March 22, 2017

Love: Season 2


I didn't love (ha!) the first season of Love, but it was a passable, low-stakes, well-made Apatow comedy that felt perfect for Netflix. (Two seasons in, I can't imagine watching this show any other way than a few episodes at a time over the course of a week or so.) I liked Season 2 a little more, even if it started out stronger than it ended. The show's about a blossoming relationship between two very different people in Los Angeles - one a nebbish and sort of neurotic guy working as an on-set tutor for the child star of a shitty CW-esque series, the other a messy and free-spirited self-described "sex and love addict."

The first season mostly existed to show us who these people were, and why they really shouldn't be in a relationship with one another (or possibly with anyone at all) but ended with the pair of them making out in a gas station parking lot as if to say, yes, sure, let's do this. The second season sort of continues down that road, repeating some of the same beats in a stronger way by making it clear that these two need to take some time apart before the season ends with them making out once again, committed to being a long-term exclusive couple.

If it sounds like it moves slow, well, holy shit, it does.

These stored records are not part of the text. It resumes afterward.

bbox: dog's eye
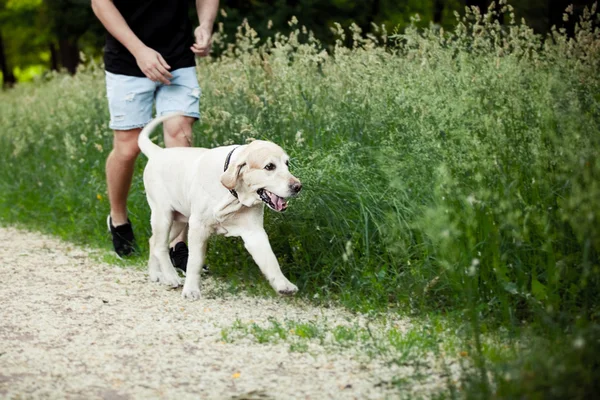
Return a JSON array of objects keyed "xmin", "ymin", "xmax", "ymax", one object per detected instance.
[
  {"xmin": 285, "ymin": 160, "xmax": 289, "ymax": 167},
  {"xmin": 264, "ymin": 163, "xmax": 276, "ymax": 171}
]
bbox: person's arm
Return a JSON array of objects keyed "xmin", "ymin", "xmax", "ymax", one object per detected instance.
[
  {"xmin": 91, "ymin": 0, "xmax": 173, "ymax": 84},
  {"xmin": 191, "ymin": 0, "xmax": 220, "ymax": 57}
]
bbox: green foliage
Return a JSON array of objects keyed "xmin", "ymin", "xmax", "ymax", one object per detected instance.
[
  {"xmin": 461, "ymin": 325, "xmax": 600, "ymax": 399},
  {"xmin": 0, "ymin": 0, "xmax": 105, "ymax": 84},
  {"xmin": 1, "ymin": 0, "xmax": 599, "ymax": 317},
  {"xmin": 0, "ymin": 0, "xmax": 48, "ymax": 71},
  {"xmin": 217, "ymin": 0, "xmax": 460, "ymax": 51},
  {"xmin": 1, "ymin": 1, "xmax": 599, "ymax": 317}
]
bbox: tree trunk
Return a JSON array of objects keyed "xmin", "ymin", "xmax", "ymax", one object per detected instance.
[
  {"xmin": 358, "ymin": 0, "xmax": 381, "ymax": 35},
  {"xmin": 58, "ymin": 37, "xmax": 79, "ymax": 75},
  {"xmin": 0, "ymin": 30, "xmax": 16, "ymax": 88},
  {"xmin": 465, "ymin": 0, "xmax": 489, "ymax": 12},
  {"xmin": 50, "ymin": 42, "xmax": 59, "ymax": 71},
  {"xmin": 433, "ymin": 0, "xmax": 444, "ymax": 24}
]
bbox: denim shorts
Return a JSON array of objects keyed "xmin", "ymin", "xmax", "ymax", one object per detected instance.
[{"xmin": 105, "ymin": 67, "xmax": 201, "ymax": 130}]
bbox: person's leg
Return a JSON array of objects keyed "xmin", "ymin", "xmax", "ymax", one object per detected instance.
[
  {"xmin": 105, "ymin": 71, "xmax": 156, "ymax": 256},
  {"xmin": 163, "ymin": 116, "xmax": 196, "ymax": 247},
  {"xmin": 105, "ymin": 129, "xmax": 141, "ymax": 257},
  {"xmin": 156, "ymin": 66, "xmax": 200, "ymax": 147},
  {"xmin": 106, "ymin": 128, "xmax": 141, "ymax": 226},
  {"xmin": 163, "ymin": 115, "xmax": 195, "ymax": 148},
  {"xmin": 156, "ymin": 66, "xmax": 202, "ymax": 269}
]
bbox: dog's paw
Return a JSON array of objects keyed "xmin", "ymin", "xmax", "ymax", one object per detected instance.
[
  {"xmin": 159, "ymin": 272, "xmax": 182, "ymax": 288},
  {"xmin": 273, "ymin": 279, "xmax": 298, "ymax": 296},
  {"xmin": 278, "ymin": 285, "xmax": 298, "ymax": 296},
  {"xmin": 182, "ymin": 285, "xmax": 201, "ymax": 301},
  {"xmin": 149, "ymin": 271, "xmax": 162, "ymax": 283}
]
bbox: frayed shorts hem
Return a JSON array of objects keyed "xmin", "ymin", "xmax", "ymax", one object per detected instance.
[
  {"xmin": 108, "ymin": 119, "xmax": 153, "ymax": 131},
  {"xmin": 159, "ymin": 111, "xmax": 201, "ymax": 119}
]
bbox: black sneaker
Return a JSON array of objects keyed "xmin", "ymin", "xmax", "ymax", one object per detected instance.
[
  {"xmin": 169, "ymin": 241, "xmax": 210, "ymax": 275},
  {"xmin": 107, "ymin": 215, "xmax": 137, "ymax": 257},
  {"xmin": 170, "ymin": 242, "xmax": 189, "ymax": 273}
]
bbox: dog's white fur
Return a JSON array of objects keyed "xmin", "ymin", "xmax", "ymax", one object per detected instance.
[{"xmin": 138, "ymin": 113, "xmax": 301, "ymax": 300}]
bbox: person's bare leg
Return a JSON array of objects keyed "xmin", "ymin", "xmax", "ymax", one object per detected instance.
[
  {"xmin": 163, "ymin": 115, "xmax": 194, "ymax": 148},
  {"xmin": 163, "ymin": 116, "xmax": 195, "ymax": 246},
  {"xmin": 106, "ymin": 128, "xmax": 142, "ymax": 226}
]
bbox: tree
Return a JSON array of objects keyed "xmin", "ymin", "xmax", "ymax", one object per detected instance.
[
  {"xmin": 42, "ymin": 0, "xmax": 99, "ymax": 74},
  {"xmin": 465, "ymin": 0, "xmax": 490, "ymax": 12},
  {"xmin": 0, "ymin": 0, "xmax": 14, "ymax": 87},
  {"xmin": 433, "ymin": 0, "xmax": 445, "ymax": 24},
  {"xmin": 0, "ymin": 29, "xmax": 16, "ymax": 87},
  {"xmin": 0, "ymin": 0, "xmax": 42, "ymax": 87}
]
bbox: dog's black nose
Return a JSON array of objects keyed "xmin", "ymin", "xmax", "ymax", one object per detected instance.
[{"xmin": 290, "ymin": 181, "xmax": 302, "ymax": 194}]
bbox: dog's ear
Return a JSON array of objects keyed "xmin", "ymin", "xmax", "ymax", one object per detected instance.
[{"xmin": 220, "ymin": 160, "xmax": 246, "ymax": 190}]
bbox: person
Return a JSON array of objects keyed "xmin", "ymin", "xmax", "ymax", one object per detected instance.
[{"xmin": 92, "ymin": 0, "xmax": 219, "ymax": 271}]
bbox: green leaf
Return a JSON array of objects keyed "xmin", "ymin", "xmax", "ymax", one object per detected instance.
[{"xmin": 531, "ymin": 278, "xmax": 547, "ymax": 301}]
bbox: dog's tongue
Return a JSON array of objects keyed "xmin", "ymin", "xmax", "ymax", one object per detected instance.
[{"xmin": 268, "ymin": 192, "xmax": 287, "ymax": 211}]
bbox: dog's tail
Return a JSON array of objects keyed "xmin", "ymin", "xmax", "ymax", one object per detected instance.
[{"xmin": 138, "ymin": 112, "xmax": 185, "ymax": 159}]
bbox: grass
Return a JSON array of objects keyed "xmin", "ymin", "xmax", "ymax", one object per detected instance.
[
  {"xmin": 218, "ymin": 312, "xmax": 543, "ymax": 397},
  {"xmin": 220, "ymin": 315, "xmax": 448, "ymax": 366},
  {"xmin": 1, "ymin": 1, "xmax": 599, "ymax": 398}
]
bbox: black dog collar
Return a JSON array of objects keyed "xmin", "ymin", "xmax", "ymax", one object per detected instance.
[{"xmin": 223, "ymin": 146, "xmax": 239, "ymax": 199}]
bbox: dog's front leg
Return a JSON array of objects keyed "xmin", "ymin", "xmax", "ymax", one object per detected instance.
[
  {"xmin": 241, "ymin": 229, "xmax": 298, "ymax": 296},
  {"xmin": 181, "ymin": 221, "xmax": 211, "ymax": 301}
]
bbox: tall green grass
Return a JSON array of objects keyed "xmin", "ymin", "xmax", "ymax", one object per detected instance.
[{"xmin": 1, "ymin": 1, "xmax": 599, "ymax": 397}]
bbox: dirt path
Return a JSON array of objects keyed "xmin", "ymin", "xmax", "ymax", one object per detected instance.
[{"xmin": 0, "ymin": 226, "xmax": 446, "ymax": 399}]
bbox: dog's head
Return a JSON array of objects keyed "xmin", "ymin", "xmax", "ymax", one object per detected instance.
[{"xmin": 220, "ymin": 140, "xmax": 302, "ymax": 211}]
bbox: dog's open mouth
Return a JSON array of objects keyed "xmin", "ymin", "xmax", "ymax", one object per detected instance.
[{"xmin": 257, "ymin": 189, "xmax": 288, "ymax": 212}]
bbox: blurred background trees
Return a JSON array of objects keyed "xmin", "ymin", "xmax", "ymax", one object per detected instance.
[
  {"xmin": 0, "ymin": 0, "xmax": 102, "ymax": 86},
  {"xmin": 0, "ymin": 0, "xmax": 597, "ymax": 87}
]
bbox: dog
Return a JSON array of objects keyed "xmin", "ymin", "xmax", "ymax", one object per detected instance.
[{"xmin": 138, "ymin": 113, "xmax": 302, "ymax": 300}]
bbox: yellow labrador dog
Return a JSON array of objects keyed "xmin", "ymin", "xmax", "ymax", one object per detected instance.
[{"xmin": 138, "ymin": 113, "xmax": 302, "ymax": 300}]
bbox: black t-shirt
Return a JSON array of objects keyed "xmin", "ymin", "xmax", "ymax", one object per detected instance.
[{"xmin": 103, "ymin": 0, "xmax": 196, "ymax": 77}]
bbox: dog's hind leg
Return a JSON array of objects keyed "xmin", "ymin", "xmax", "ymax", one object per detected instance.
[
  {"xmin": 150, "ymin": 211, "xmax": 182, "ymax": 288},
  {"xmin": 181, "ymin": 220, "xmax": 211, "ymax": 301},
  {"xmin": 148, "ymin": 234, "xmax": 162, "ymax": 282}
]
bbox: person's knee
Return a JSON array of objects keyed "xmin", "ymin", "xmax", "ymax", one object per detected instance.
[
  {"xmin": 163, "ymin": 116, "xmax": 195, "ymax": 147},
  {"xmin": 112, "ymin": 130, "xmax": 141, "ymax": 161}
]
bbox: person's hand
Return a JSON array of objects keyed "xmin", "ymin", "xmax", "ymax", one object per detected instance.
[
  {"xmin": 191, "ymin": 26, "xmax": 213, "ymax": 57},
  {"xmin": 134, "ymin": 46, "xmax": 173, "ymax": 85}
]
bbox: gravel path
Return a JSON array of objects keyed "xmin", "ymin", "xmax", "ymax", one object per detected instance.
[{"xmin": 0, "ymin": 226, "xmax": 447, "ymax": 399}]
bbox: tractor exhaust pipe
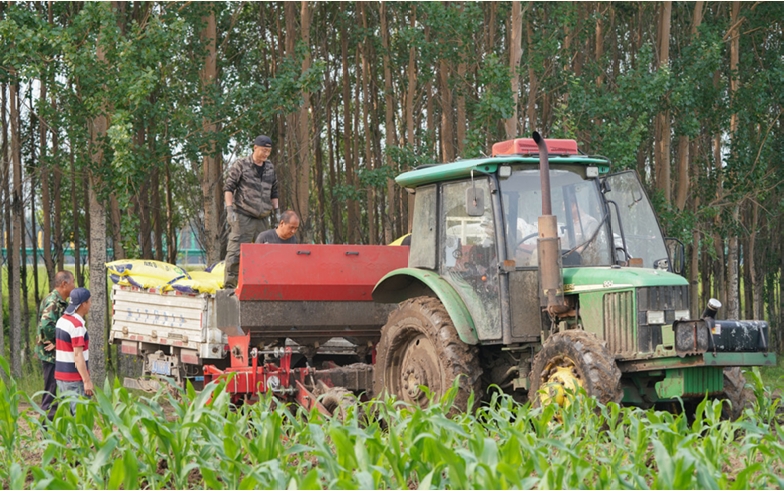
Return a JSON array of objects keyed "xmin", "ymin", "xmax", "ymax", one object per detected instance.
[{"xmin": 533, "ymin": 132, "xmax": 568, "ymax": 315}]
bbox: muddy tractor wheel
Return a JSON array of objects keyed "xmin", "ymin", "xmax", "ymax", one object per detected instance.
[
  {"xmin": 720, "ymin": 367, "xmax": 753, "ymax": 420},
  {"xmin": 374, "ymin": 296, "xmax": 482, "ymax": 412},
  {"xmin": 529, "ymin": 330, "xmax": 622, "ymax": 408}
]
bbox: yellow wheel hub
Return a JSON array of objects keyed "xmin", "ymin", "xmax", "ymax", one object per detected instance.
[{"xmin": 539, "ymin": 357, "xmax": 583, "ymax": 408}]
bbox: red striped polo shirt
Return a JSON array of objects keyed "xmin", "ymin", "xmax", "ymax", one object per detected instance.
[{"xmin": 55, "ymin": 313, "xmax": 89, "ymax": 382}]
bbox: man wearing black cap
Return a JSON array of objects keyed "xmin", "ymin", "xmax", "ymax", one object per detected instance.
[
  {"xmin": 54, "ymin": 287, "xmax": 93, "ymax": 415},
  {"xmin": 223, "ymin": 135, "xmax": 280, "ymax": 289}
]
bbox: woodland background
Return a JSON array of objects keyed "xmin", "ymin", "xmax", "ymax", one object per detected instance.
[{"xmin": 0, "ymin": 2, "xmax": 782, "ymax": 384}]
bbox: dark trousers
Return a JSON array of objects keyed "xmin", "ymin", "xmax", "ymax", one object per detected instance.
[
  {"xmin": 223, "ymin": 213, "xmax": 270, "ymax": 288},
  {"xmin": 41, "ymin": 361, "xmax": 57, "ymax": 420}
]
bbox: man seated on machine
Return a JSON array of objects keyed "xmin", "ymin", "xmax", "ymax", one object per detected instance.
[{"xmin": 255, "ymin": 210, "xmax": 301, "ymax": 244}]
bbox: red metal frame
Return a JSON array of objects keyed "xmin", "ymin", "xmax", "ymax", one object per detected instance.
[{"xmin": 492, "ymin": 137, "xmax": 579, "ymax": 156}]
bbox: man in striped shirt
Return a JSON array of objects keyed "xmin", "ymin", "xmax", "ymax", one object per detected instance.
[{"xmin": 55, "ymin": 287, "xmax": 94, "ymax": 415}]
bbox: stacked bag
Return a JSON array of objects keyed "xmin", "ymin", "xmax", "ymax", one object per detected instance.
[{"xmin": 106, "ymin": 259, "xmax": 225, "ymax": 295}]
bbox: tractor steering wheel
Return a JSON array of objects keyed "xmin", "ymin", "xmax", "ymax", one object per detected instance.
[{"xmin": 516, "ymin": 232, "xmax": 538, "ymax": 249}]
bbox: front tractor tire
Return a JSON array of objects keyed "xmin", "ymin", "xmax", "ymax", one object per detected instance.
[
  {"xmin": 529, "ymin": 330, "xmax": 622, "ymax": 407},
  {"xmin": 374, "ymin": 296, "xmax": 482, "ymax": 412},
  {"xmin": 720, "ymin": 367, "xmax": 753, "ymax": 420}
]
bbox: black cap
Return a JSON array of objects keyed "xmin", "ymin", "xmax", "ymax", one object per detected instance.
[
  {"xmin": 65, "ymin": 287, "xmax": 91, "ymax": 315},
  {"xmin": 254, "ymin": 135, "xmax": 272, "ymax": 148}
]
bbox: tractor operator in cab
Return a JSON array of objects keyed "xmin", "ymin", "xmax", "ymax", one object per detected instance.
[
  {"xmin": 223, "ymin": 135, "xmax": 280, "ymax": 289},
  {"xmin": 256, "ymin": 210, "xmax": 300, "ymax": 244}
]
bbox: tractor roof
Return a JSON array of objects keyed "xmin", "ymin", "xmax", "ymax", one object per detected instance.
[{"xmin": 396, "ymin": 137, "xmax": 610, "ymax": 188}]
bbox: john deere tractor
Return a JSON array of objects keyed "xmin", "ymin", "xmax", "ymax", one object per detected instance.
[{"xmin": 373, "ymin": 133, "xmax": 775, "ymax": 416}]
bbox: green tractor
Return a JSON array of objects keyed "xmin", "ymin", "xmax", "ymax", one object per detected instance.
[{"xmin": 373, "ymin": 133, "xmax": 775, "ymax": 416}]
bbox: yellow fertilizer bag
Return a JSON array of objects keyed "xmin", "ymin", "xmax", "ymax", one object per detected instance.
[
  {"xmin": 204, "ymin": 260, "xmax": 225, "ymax": 277},
  {"xmin": 167, "ymin": 271, "xmax": 223, "ymax": 295},
  {"xmin": 106, "ymin": 259, "xmax": 189, "ymax": 282},
  {"xmin": 124, "ymin": 274, "xmax": 172, "ymax": 290}
]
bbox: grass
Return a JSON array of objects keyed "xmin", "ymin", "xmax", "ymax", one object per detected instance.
[
  {"xmin": 760, "ymin": 356, "xmax": 784, "ymax": 395},
  {"xmin": 1, "ymin": 357, "xmax": 783, "ymax": 489}
]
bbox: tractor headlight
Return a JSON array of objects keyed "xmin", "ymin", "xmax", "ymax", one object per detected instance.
[
  {"xmin": 674, "ymin": 309, "xmax": 690, "ymax": 321},
  {"xmin": 647, "ymin": 310, "xmax": 665, "ymax": 325}
]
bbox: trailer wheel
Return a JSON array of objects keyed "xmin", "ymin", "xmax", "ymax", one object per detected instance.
[
  {"xmin": 720, "ymin": 367, "xmax": 753, "ymax": 420},
  {"xmin": 529, "ymin": 330, "xmax": 622, "ymax": 407},
  {"xmin": 374, "ymin": 296, "xmax": 482, "ymax": 412}
]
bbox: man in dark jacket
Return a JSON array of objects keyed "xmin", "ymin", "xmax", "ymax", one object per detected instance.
[
  {"xmin": 36, "ymin": 270, "xmax": 75, "ymax": 420},
  {"xmin": 223, "ymin": 135, "xmax": 280, "ymax": 288}
]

But that's okay! This is also largely an LA hang-out comedy and it's very easy to watch these two and their misadventures like a fly on the wall. There's an episode in Season 2 where the two of them just trip on mushrooms with another couple. No zany camerawork or CGI; the trip is seen entirely from a third person perspective, and it's low-key hilarious stuff, just listening to their insane babblings.

I dunno, it's Apatow. Every single one of his movies has been about half an hour too long, so isn't longform TV storytelling a perfect venue for him? I think - and I'm not positive, but I think - that only like three months have passed so far in the show to date. But I'm content to ride this one for a while. It might be slow, but it feels deliberate and carefully planned, unlike something like Modern Family that just feels like its spinning its wheels year after year so its actors can collect their millions. There's a story here, and there are some characters, and I'm invested now, dammit.